Conway does not possess the proverbial left-hander’s grace but he is more the industrious kind and that was precisely New Zealand’s need on a day like this.
The 33-year-old gauged the pace and bounce of the surface to a nicety, and displayed the footwork of a boxer to negate the Indian spinners.
There was a hint of double bounce on the Chinnaswamy deck, a few balls from Ravindra Jadeja and Kuldeep staying ankle high but Conway was a picture of concentration.
It was quite exceptional to play over 100 balls without even a single false shot on a pitch like this and against an accomplished set of bowlers.
That until he decided to play a needless reverse sweep against Ashwin to get bowled, and he was understandably gutted while walking away.
Much before Conway’s batting masterclass, the New Zealand pacers created their own thunder under gloomy Bengaluru skies.
The duo of Henry and O’Rourke used their high release point to generate disconcerting bounce from hard lengths, which the India batters found tough to negotiate.

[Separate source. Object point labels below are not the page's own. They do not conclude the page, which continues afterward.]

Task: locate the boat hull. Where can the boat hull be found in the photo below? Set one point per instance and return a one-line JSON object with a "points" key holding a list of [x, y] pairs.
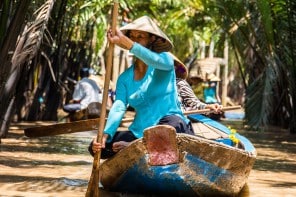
{"points": [[205, 168]]}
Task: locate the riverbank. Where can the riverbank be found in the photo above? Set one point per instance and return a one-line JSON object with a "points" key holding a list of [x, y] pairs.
{"points": [[61, 166]]}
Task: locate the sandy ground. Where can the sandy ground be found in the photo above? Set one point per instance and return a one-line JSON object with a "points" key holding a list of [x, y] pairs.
{"points": [[61, 166]]}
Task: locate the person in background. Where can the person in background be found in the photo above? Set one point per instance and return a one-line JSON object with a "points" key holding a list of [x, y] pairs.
{"points": [[148, 86], [188, 99], [210, 89], [86, 91]]}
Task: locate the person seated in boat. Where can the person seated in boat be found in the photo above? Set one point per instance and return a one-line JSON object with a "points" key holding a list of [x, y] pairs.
{"points": [[86, 91], [148, 86], [187, 98]]}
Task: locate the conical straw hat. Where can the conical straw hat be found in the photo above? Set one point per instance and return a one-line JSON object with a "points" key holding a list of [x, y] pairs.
{"points": [[180, 68], [146, 24]]}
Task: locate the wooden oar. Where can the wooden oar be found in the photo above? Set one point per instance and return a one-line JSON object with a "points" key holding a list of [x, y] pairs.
{"points": [[93, 184], [91, 124]]}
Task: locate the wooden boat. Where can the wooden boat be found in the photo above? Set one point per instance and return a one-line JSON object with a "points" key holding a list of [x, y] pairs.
{"points": [[164, 163]]}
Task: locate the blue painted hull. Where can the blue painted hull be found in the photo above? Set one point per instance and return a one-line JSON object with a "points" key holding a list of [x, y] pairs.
{"points": [[207, 168]]}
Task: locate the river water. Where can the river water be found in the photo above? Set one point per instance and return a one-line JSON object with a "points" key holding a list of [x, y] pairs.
{"points": [[61, 166]]}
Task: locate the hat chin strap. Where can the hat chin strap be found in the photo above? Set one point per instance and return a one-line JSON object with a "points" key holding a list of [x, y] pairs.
{"points": [[151, 44]]}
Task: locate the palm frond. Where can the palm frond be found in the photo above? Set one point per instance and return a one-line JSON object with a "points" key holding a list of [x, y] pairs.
{"points": [[32, 37]]}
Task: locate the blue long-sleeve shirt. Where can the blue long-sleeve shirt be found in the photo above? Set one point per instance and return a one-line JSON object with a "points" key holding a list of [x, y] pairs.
{"points": [[153, 97]]}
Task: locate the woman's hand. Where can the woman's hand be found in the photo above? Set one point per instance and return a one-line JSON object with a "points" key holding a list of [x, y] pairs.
{"points": [[215, 107], [119, 39], [97, 146]]}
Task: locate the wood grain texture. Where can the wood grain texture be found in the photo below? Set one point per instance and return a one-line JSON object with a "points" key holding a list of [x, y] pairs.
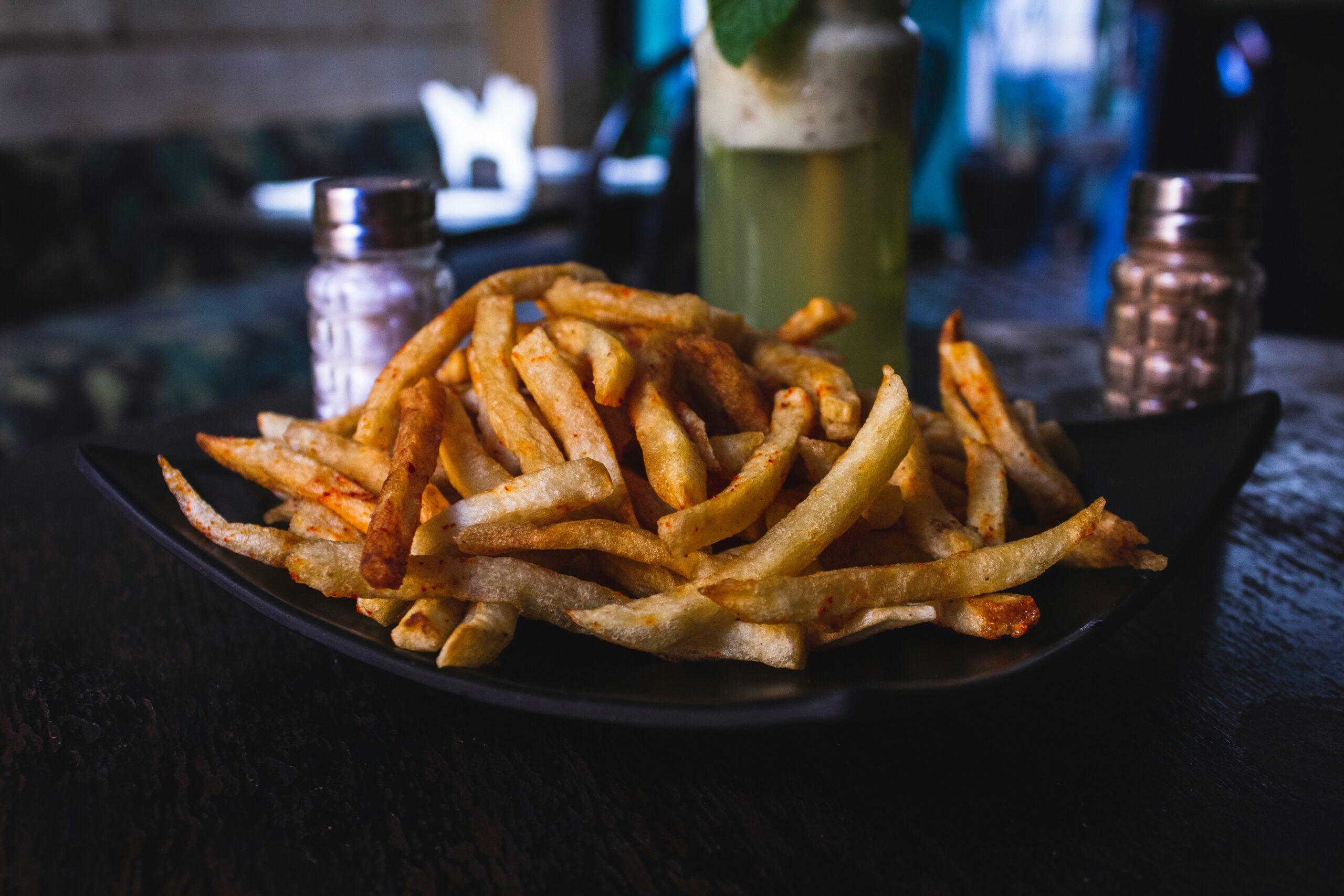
{"points": [[156, 735]]}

However, it was Tim Southee's wobble seam and fuller length that helped New Zealand gain the first breakthrough.
Southee castled Rohit, who opted rather inexplicably to bat first in conditions which were more Christchurch than sub-continental, with a nip-backer.
Even at that point, a slip-up akin to that 36 all out in Adelaide was unimaginable.
However, that horror script from three years ago found an encore here, as India were all out shortly after lunch, comfortably beating the previous lowest of 75 they made against the West Indies at New Delhi in 1987.
Yashasvi Jaiswal, who stood a foot outside the crease to nullify swing, was all at sea against Henry in this period.
Virat Kohli (0) walked in at the rather unfamiliar No. 3 slot, but his stay was snapped after nine balls.
Latham introduced O'Rourke and the pacer immediately netted the big fish.
Kohli looked to jab a climbing delivery towards the on side but he was not in control as the ball deflected off his gloves en route to Glenn Phillips at leg gully.
Sarfaraz Khan, who came into the playing eleven after a stiff neck forced Shubman Gill to sit out, was in no mood to hang around.
On the third ball he faced, the Mumbai power-hitter tried to slap Henry over mid-off but Conway made a leap of faith to grab the ball.
At 10 for three, a lot depended on Pant (20) to bail India out of this spot of bother.
Pant, who was dropped on 7 by stumper Tom Blundell off O'Rourke, got India's first boundary of the day in the fifth ball of the 12th over, a smash through the covers off the same bowler.
But Jaiswal's patience did not pay off (13, 63 balls) as he fell to O'Rourke with Ajaz Patel completing a stunning catch at point.
The dismissals of KL Rahul and Jadeja pushed India further to the wall at 34 for six at lunch, and it all ended a few minutes into the second session.